Evolution happens. Careless use of antibiotics selects for antibiotic-resistant pathogens, careless use of insecticides (including crops that make their own insecticides) selects for pesticide-resistant insect pests, and careless use of herbicides selects for herbicide-resistant weeds.
Many people seem to assume that this well-known problem, evolution of resistance, is the core of “Darwinian medicine” or “Darwinian agriculture.” But check the tables of contents of the books above.
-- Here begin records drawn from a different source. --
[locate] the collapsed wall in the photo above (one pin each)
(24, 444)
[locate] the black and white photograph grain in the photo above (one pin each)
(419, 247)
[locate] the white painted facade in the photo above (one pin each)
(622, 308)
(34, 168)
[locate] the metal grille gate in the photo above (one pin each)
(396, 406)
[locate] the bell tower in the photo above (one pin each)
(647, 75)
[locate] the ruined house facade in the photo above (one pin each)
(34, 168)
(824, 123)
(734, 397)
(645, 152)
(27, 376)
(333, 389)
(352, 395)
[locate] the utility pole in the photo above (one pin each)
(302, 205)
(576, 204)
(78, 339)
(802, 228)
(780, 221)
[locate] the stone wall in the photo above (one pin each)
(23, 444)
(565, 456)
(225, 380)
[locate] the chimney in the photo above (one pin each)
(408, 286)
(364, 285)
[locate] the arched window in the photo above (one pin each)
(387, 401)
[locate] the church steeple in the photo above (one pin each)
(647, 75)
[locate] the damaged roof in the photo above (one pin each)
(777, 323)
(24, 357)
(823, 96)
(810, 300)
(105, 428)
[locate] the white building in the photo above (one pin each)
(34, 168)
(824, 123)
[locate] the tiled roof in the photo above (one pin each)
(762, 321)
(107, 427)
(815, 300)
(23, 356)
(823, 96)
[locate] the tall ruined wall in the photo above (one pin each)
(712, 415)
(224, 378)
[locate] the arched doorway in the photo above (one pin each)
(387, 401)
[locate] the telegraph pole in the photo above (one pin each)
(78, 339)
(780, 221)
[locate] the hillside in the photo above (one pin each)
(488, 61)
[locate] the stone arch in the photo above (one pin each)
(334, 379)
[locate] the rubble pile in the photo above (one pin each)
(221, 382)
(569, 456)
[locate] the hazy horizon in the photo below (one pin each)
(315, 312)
You’ll only find one chapter on the “arms race” between pathogens and their hosts and one chapter (titled “Stop Evolution Now!”) that focuses on slowing the evolution of resistance to pesticides and other pest-control measures.
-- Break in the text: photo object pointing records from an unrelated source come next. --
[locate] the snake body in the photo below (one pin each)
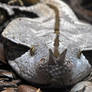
(57, 41)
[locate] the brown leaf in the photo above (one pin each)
(2, 57)
(27, 88)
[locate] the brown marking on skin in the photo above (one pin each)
(56, 29)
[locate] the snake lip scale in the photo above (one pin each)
(47, 49)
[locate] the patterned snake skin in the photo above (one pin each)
(43, 67)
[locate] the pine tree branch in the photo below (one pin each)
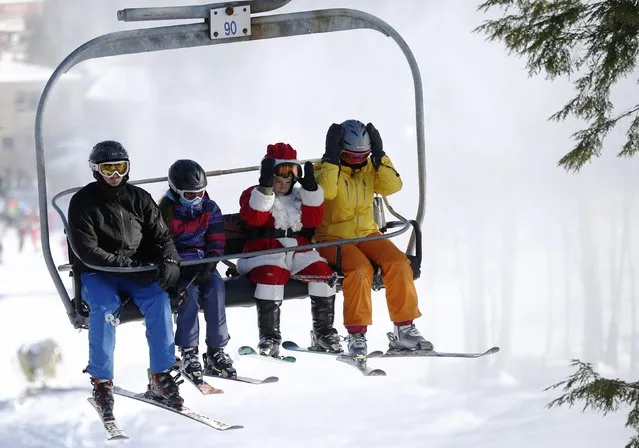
(599, 394)
(561, 37)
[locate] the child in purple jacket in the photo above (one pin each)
(197, 226)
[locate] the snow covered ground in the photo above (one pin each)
(318, 402)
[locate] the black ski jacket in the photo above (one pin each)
(114, 226)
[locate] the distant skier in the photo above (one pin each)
(353, 168)
(114, 223)
(280, 215)
(197, 226)
(38, 361)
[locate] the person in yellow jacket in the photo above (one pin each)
(353, 168)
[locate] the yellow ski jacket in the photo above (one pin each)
(348, 197)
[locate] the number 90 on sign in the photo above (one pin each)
(230, 22)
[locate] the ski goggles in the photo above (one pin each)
(354, 158)
(191, 195)
(288, 169)
(110, 169)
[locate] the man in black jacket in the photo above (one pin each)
(113, 223)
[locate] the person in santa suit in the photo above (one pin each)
(279, 214)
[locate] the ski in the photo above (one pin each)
(111, 427)
(243, 379)
(201, 385)
(292, 346)
(394, 353)
(245, 350)
(360, 364)
(184, 411)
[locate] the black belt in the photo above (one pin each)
(270, 232)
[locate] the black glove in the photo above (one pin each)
(267, 169)
(169, 272)
(332, 149)
(206, 273)
(308, 181)
(125, 262)
(147, 277)
(377, 147)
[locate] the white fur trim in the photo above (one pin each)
(287, 211)
(260, 201)
(320, 289)
(312, 198)
(269, 292)
(246, 265)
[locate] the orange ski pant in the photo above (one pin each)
(401, 296)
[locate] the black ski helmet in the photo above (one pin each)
(107, 151)
(356, 138)
(187, 175)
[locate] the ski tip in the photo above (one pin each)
(246, 350)
(290, 345)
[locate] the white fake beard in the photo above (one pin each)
(287, 211)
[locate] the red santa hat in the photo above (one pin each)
(282, 153)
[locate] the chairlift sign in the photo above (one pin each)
(230, 22)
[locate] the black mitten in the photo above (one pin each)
(308, 181)
(332, 149)
(206, 273)
(169, 273)
(267, 168)
(377, 147)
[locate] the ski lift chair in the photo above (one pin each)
(221, 23)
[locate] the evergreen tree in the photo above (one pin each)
(600, 394)
(596, 41)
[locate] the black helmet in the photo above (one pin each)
(187, 175)
(108, 151)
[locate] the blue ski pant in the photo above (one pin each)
(101, 291)
(187, 333)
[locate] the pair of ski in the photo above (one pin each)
(207, 389)
(115, 432)
(360, 362)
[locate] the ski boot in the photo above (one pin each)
(269, 347)
(163, 388)
(324, 337)
(408, 337)
(103, 396)
(357, 345)
(217, 362)
(268, 324)
(191, 366)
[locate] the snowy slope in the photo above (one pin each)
(318, 401)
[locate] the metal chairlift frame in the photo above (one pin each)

Both books (Nesse and Williams, 1994, Denison, 2012) and the earlier review articles on which they were based (Williams and Nesse, 1991, Denison, et al., 2003) devote much more space to the implications of past evolution.
“If evolution by natural selection can shape sophisticated mechanisms such as the eye, heart, and brain, why hasn’t it shaped ways to prevent nearsightedness, heart attacks, and Alzheimer's disease?”Similarly, biotechnology allows us to increase the expression of crop genes that enhance drought tolerance, but
“mutations that increase gene expression happen all the time, and natural selection maintains those that are beneficial to the plant. So why does corn normally have lower expression of this gene than was obtained by genetic engineering?”We don’t have definite answers to these questions. Both books present hypotheses with various amounts of supporting data, but additional research is needed. With aging populations and rising food prices, maybe there will even be some money available to fund that research. If you are an evolutionary biologist who mostly works on fundamental problems and/or wild species, should you consider adding an applied component to your research portfolio? If so, you might get some useful ideas from Williams and Nesse or from my book, just published by Princeton University Press.
Denison RF. 2012. Darwinian agriculture: How understanding evolution can improve agriculture. Princeton: Princeton University Press.
Denison RF, Kiers ET, West SA. 2003. Darwinian agriculture: when can humans find solutions beyond the reach of natural selection? Quarterly Review of Biology 78: 145-168.
Nesse RM, and Williams GW. 1994. Why we get sick: The new science of Darwinian medicine. New York: Vintage Books.
Williams GW, Nesse RM. 1991. The dawn of Darwinian medicine. Quarterly Review of Biology 66: 1-22.